All eyes have been on the Miami Heat in recent weeks, as they've for All-Star forward Jimmy Butler. That process has been frustratingly slow for everyone involved, and Butler remains on the Wolves, but on Friday evening the Heat did get one deal done.
Miami Heat forward Justise Winslow has agreed to a three-year, $39 million contract extension, league sources told ESPN.
Roc Nation completed the deal with Heat president Pat Riley and general manager Andy Elisburg on Friday afternoon, league sources said.
Winslow was eligible for his rookie extension as part of the NBA's Draft Class of 2015 and faced a Monday deadline to complete an extension. Without an extension, those players can enter restricted free agency on July 1.
Speaking of a potential Butler trade, this extension now makes it highly unlikely that Winslow would be involved.
The signing of Winslow's extension comes with short-term financial implications in any trade scenario that would make it extremely difficult for Miami to include Winslow into an outgoing deal.
Assuming instead that the Heat plan to keep Winslow and make him a part of their core moving forward, this is a solid deal for both sides when viewed in a vacuum -- especially considering that according to Shams Charania, the Heat will have a team option for the final season. While Winslow hasn't quite lived up to expectations, he's shown flashes of being a very disruptive player on the defensive side of the ball, and is still only 22 years old. Keeping him around for a few more seasons to see if they can unlock his offensive game is a pretty low-risk gamble. And for Winslow, of course, he gets at least two seasons of making $13M per year. That's not half bad.

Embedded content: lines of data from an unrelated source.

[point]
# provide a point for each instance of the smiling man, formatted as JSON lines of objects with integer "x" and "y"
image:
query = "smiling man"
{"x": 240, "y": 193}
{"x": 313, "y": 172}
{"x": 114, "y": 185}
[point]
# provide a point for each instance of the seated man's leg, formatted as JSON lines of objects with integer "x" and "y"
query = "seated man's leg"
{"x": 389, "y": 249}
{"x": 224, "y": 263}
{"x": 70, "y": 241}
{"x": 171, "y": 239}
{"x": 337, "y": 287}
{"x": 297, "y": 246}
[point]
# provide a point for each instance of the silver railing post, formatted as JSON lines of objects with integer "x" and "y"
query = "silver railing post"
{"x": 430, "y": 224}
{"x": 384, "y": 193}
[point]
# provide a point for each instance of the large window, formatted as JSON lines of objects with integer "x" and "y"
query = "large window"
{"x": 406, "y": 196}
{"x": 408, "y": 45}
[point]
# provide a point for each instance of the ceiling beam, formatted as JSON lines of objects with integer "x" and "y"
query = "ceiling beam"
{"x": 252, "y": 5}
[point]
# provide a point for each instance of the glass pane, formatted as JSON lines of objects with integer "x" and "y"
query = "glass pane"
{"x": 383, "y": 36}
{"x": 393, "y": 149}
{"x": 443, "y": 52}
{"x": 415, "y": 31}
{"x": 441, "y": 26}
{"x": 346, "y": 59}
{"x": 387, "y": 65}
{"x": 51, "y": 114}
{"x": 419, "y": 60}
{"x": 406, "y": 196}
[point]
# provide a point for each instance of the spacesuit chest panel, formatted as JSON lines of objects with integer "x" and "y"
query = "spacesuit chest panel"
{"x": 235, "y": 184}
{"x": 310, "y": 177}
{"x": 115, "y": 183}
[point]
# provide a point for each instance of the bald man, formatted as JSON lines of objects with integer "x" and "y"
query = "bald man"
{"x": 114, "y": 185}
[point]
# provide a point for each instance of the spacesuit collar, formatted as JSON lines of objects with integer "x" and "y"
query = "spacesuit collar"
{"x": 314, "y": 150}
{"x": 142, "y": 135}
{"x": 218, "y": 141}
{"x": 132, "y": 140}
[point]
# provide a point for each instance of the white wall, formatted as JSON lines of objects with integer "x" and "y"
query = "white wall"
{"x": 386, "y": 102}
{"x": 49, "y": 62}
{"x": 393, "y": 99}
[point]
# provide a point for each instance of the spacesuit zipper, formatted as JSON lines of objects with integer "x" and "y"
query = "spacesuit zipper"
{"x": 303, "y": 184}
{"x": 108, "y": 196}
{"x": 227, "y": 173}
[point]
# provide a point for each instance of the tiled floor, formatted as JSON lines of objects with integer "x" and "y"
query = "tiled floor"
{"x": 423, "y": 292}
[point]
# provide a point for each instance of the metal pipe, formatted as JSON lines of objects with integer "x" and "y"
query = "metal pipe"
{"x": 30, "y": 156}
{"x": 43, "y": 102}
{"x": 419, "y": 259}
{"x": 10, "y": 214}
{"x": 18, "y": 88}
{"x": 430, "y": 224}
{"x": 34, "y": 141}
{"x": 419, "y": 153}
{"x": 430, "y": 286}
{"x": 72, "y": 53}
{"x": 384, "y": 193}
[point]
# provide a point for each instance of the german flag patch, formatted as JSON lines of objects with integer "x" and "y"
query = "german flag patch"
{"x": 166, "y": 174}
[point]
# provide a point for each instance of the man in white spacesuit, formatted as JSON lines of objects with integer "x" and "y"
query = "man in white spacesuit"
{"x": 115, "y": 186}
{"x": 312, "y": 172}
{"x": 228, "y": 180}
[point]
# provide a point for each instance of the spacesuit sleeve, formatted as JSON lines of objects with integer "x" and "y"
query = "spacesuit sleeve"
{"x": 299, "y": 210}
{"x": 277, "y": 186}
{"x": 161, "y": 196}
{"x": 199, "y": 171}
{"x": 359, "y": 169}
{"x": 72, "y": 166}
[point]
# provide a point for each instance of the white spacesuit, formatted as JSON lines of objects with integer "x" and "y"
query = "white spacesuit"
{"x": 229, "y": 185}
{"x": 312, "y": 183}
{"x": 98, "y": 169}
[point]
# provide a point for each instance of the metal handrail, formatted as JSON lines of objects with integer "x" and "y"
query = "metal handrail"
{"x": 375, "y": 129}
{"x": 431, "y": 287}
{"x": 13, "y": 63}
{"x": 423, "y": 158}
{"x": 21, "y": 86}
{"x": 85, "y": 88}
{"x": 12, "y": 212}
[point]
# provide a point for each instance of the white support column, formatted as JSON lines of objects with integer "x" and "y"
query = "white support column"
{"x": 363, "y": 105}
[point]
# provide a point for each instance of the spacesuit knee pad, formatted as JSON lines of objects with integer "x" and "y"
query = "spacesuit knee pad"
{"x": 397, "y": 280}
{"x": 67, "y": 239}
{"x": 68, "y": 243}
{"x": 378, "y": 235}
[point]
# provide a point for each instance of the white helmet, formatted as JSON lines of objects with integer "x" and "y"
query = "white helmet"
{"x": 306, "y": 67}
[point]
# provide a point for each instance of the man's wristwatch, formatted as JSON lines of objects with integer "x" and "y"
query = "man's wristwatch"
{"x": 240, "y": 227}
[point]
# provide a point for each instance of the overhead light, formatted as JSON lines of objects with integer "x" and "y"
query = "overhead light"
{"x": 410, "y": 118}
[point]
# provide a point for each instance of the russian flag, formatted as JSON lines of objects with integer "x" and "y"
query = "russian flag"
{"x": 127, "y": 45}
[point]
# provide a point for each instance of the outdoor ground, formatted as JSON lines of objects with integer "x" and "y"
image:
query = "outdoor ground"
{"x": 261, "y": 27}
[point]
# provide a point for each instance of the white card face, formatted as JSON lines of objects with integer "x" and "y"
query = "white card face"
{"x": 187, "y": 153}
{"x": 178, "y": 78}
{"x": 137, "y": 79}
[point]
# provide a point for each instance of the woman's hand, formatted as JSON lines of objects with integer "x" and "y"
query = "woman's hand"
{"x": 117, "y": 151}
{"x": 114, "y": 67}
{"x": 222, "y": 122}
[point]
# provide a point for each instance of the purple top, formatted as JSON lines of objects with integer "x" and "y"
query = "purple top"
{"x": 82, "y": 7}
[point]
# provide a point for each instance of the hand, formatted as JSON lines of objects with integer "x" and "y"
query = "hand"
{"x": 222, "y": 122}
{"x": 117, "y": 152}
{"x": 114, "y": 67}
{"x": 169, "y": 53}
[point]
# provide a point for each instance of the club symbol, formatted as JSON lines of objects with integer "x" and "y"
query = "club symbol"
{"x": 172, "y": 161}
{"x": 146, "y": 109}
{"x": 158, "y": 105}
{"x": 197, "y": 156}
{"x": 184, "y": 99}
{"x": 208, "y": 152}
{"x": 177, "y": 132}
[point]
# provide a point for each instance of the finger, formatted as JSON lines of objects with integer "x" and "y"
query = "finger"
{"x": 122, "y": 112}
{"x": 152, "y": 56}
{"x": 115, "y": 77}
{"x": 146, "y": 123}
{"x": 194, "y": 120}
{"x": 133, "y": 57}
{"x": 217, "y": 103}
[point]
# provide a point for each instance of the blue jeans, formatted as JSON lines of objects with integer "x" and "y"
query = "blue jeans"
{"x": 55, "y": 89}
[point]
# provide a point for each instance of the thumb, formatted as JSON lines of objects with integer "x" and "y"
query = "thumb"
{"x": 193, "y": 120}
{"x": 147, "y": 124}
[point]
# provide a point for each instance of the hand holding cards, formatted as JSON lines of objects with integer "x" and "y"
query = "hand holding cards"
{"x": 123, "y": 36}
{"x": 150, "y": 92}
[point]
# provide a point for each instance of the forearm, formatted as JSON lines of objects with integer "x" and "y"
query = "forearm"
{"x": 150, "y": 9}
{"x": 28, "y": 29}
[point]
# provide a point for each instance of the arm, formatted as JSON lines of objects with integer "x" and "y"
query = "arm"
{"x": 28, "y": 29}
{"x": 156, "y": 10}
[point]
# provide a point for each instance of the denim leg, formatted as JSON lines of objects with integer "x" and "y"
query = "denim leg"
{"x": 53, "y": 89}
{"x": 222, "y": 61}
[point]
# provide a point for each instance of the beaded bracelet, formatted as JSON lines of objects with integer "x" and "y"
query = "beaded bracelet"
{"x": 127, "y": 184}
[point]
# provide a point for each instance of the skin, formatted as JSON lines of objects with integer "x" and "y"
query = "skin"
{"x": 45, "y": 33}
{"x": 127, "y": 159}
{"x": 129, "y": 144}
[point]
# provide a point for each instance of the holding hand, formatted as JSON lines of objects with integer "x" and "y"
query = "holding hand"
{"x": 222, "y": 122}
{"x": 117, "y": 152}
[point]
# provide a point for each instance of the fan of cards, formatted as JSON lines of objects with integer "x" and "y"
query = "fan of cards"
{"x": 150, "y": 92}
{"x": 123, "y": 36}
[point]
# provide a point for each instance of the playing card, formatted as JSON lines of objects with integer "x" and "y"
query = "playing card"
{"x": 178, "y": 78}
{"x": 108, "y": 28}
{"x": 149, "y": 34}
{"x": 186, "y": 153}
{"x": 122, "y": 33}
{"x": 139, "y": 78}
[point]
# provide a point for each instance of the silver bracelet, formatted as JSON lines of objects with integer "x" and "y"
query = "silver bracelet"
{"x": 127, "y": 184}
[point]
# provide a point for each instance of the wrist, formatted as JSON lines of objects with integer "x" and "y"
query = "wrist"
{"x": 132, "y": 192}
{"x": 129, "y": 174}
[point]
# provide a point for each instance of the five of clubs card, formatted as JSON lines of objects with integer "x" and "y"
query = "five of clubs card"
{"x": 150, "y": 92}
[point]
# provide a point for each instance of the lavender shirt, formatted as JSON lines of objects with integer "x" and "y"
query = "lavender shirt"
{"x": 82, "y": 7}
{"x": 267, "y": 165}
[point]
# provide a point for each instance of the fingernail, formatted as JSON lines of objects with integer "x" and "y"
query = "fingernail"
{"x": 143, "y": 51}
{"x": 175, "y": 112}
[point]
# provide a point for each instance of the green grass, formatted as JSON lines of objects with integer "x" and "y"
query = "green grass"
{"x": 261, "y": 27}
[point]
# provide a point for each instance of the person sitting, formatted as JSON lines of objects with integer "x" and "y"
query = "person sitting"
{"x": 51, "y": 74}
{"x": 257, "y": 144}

The problem for the Heat, is that you can't view this deal in a vacuum, and must instead take it in conjunction with their other moves. And unfortunately for them, this is yet another example of locking up a very solid, but not great player. On their own, deals in the $10M-15M range for the likes of Winslow, Josh Richardson, Kelly Olynyk and James Johnson are nice moves. But making your entire team out of solid guys on solid deals not only limits your ability to acquire a star, but also lowers your ceiling, as the Heat have found out in the past few seasons.